La Fin du Monde (Abel Gance / France, 1931):

"Le premier grand spectacle du Cinéma parlant Français," tasked with nothing less than saving the planet. The one understated joke describes a protagonist equipped with "the gift of sacrifice," and who is there to wear the crown of thorns but Abel Gance himself? (The camera opens on a gum-chewing centurion before pulling back to reveal the Passion play in a cathedral, Bach chorales and all.) His Mary Magdalene (Colette Darfeuil) is coveted by the war-profiteering skunk (Samson Fainsilber), a Nobel Prize is cold comfort for the astronomer brother (Victor Francen) disillusioned with the state of things. The poet's purpose is to suffer, "he hopes to renew humanity, he can't even pay his rent," the answer from above is a colossal comet hurtling toward Earth.

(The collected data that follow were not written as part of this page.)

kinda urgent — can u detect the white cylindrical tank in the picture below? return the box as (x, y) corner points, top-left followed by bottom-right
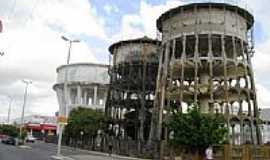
(53, 63), (109, 115)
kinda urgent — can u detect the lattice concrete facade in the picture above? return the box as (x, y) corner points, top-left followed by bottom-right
(151, 2), (261, 147)
(53, 63), (109, 116)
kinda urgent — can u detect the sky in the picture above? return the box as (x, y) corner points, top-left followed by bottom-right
(0, 0), (270, 121)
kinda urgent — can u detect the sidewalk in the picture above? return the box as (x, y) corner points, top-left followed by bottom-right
(61, 146), (149, 160)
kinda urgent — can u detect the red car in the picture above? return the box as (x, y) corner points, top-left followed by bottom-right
(0, 134), (7, 139)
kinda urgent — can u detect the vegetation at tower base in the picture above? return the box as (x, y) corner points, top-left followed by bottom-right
(64, 107), (106, 147)
(167, 105), (228, 155)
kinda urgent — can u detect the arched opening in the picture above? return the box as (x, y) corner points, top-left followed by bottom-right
(240, 78), (246, 88)
(181, 102), (188, 113)
(242, 100), (249, 115)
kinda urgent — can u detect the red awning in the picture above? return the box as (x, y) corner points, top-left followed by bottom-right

Waves break and lava flows, the stock market spirals and heads of state shudder. "Ce qui nous reste a vivre?" Gance's apocalypse, arbitrarily shaved by producers into a mishmash of leaden early-talkie tableaux and overheated spasms of silent-film syntax. Hysteria builds into a fever of distorting lenses, as befits the visionary who directs and acts in a daze. "And all those who hate each other, who want to kill each other... They will all huddle together like a giant flock of sheep, and we will be the shepherds." DeMille is nearby, a Capra gag (international journos side by side at the switchboard) is workshopped along the way. Up and down the Eiffel Tower, cf. Crichton's The Lavender Hill Mob, a writhing orgy in defiance of the encroaching ball of fire. (The group-grope builds up quite a head of steam until killjoy monks crash the event.) The coda reappears in When Worlds Collide and The War of the Worlds, the enforced utopia of "une republique universelle" is soon seized by a different kind of megalomaniac. With Sylvie Gance, Jeanne Brindeau, Georges Colin, and Jean d'Yd. In black and white.